画像: 「R-N1000A」のリアパネル。ARC対応HDMI端子を搭載しているのが「R-N800A」との違い

「R-N1000A」のリアパネル。ARC対応HDMI端子を搭載しているのが「R-N800A」との違い

 R-N800AはHDMI端子の代わりに同軸デジタル入力を2系統搭載(R-N1000Aは同軸デジタル入力1系統)。テレビの音声を楽しみたい場合は光、または同軸デジタル入力にテレビのデジタル音声出力をつなぐといいだろう。

 内部回路は、ヤマハ伝統のピュアオーディオ設計思想「Top-Art」に基づいた設計が採用された。信号経路のストレート化、最短化にこだわったシンメトリカル&ダイレクト回路レイアウトで、不要振動を吸収・遮断する独自の樹脂フレームが組み合わせられている。

 なおR-N1000Aでは、シャーシ底面に1mm厚の鉄製振動板を追加、ダブルボトムシャーシとすることで制振性・耐振性を一層高めているそうだ。

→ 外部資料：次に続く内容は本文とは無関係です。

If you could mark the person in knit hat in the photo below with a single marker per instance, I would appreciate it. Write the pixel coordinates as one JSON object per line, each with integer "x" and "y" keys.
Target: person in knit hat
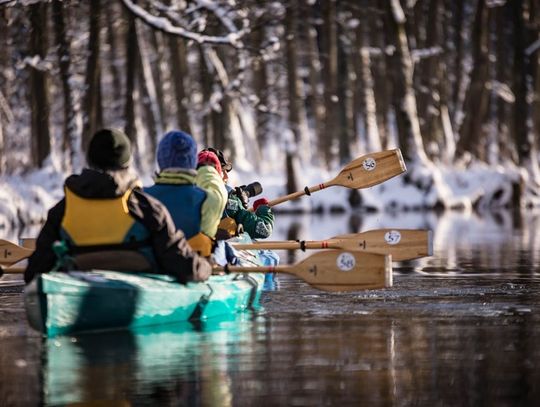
{"x": 192, "y": 191}
{"x": 106, "y": 221}
{"x": 258, "y": 223}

画像: 「R-N1000A」の底面には1mm厚の鉄製振動板が追加されている。脚部は樹脂製を採用

「R-N1000A」の底面には1mm厚の鉄製振動板が追加されている。脚部は樹脂製を採用

 音質にこだわったパーツとして、カスタムメイドの大型EIコアトランスや大容量ブロックケミコン、ローインピーダンスの大容量パワーサプライを搭載。定格出力100W×2(8Ω)を実現している。R-N1000Aにはハイグレードの高音質ケミコンやアムトランス社製高音質抵抗が奢られている。

 付属のマイクで部屋の形状や壁の材質、スピーカーの設置場所等による再生音の違いを測定し、最適な音質に補正する「YPAO」(Yamaha Parametric Acoustic Optimizer)も搭載。初期反射音を積極的に制御する「YPAO-R.S.C」や192kHz/24ビットの信号まで対応し、64ビット精度で演算・イコライジング処理を行う「ハイプレシジョンEQ」も搭載されている。

 またスピーカーセレクターの設定(A/B/A+B/プリアウト)ごとにYPAOの結果を保存できるので、複数のスピーカーをつないでいるといった使い方でも測定をしなおす必要はない。

画像: 説明会では、ヤマハのフラッグシップスピーカー「NS-5000」との組み合わせで音を確認させてもらった

説明会では、ヤマハのフラッグシップスピーカー「NS-5000」との組み合わせで音を確認させてもらった

 今回両機の音を確認するチャンスがあった。

 まずR-N800A(YPAO-R.S.Cのみオン)でダイアナ・パントンやジョン・メイヤー、上原ひろみのハイレゾファイルを聴かせてもらう。いずれの楽曲もS/Nのいいすっきりした印象で再現される。ダイアナ・パントンやジョン・メイヤーのヴォーカルの定位も明瞭で、眼の前で歌っているイリュージョンが味わえる。上原ひろみのピアノもスピード感たっぷりで切れのいい演奏が再現された。

 続いてR-N1000Aで同じ楽曲を再生してもらうと、楽器の音の厚み、音階の表現などが確実にアップし、演奏の生々しさやステージ感がいっそう感じ取れるようになる。男性ヴォーカルの声の太さ、コーラスとの重なりの美しさなども心地いい。ついついボリュウムを上げたくなる、そんなまとまりのいいサウンドだ。

 今回はスピーカーに「NS-5000」を組み合わせているが、30cmウーファー搭載の3ウェイ機を相手に、これだけのパフォーマンスを再現できるR-N800A、R-N1000Aの実力は、たいしたものだと感じた次第だ(お値段は10倍近いわけだし)。